Остальные сановники встретили выпад бравого Махони молчанием. Никто не поддержал генерала, что неприятно кольнуло наблюдавшего за их реакцией короля. Никто не выразил желания лично вздернуть Нестора или хотя бы оплатить веревку.
«Надеюсь, им помешало хорошее воспитание, – угрюмо подумал Генрих II. – Воспитание – и ничто иное».

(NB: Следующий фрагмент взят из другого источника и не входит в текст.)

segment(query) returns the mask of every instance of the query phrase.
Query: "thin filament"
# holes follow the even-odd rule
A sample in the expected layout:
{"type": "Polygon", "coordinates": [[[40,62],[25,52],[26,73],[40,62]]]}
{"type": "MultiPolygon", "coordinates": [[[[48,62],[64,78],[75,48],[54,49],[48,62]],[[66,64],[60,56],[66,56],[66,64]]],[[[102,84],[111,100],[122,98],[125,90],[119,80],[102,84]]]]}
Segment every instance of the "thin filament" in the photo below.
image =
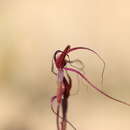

Неприятная пауза затягивалась, и король едва заметно кивнул секретарю, приказывая продолжить чтение.
– «Считаю также, любезный кузен, что наши подданные пролили достаточно крови и дальнейшее противостояние способно погубить Заграту. Зато плечом к плечу мы приведем наш славный мир к процветанию…»
– Достаточно!
Нестор дер Фунье составил послание в форме личного письма, адресованного «любезному кузену», и ни разу не упомянул официальный титул Генриха. Такое обращение само по себе являлось оскорблением, но на фоне остальных деяний мятежного адигена[1] эта дерзость казалась незначительным штрихом.
– Теперь мы точно знаем, чего он добивается, – обронил Стачик, генеральный казначей Заграты. – Маски, так сказать, сброшены, и пути назад нет.
Произнеся эту фразу, Стачик опустил взгляд и хрустнул длинными пальцами. Ему не хотелось ничего говорить, однако воцарившаяся в кабинете тишина угнетала казначея сильнее, чем необходимость начинать неприятный разговор.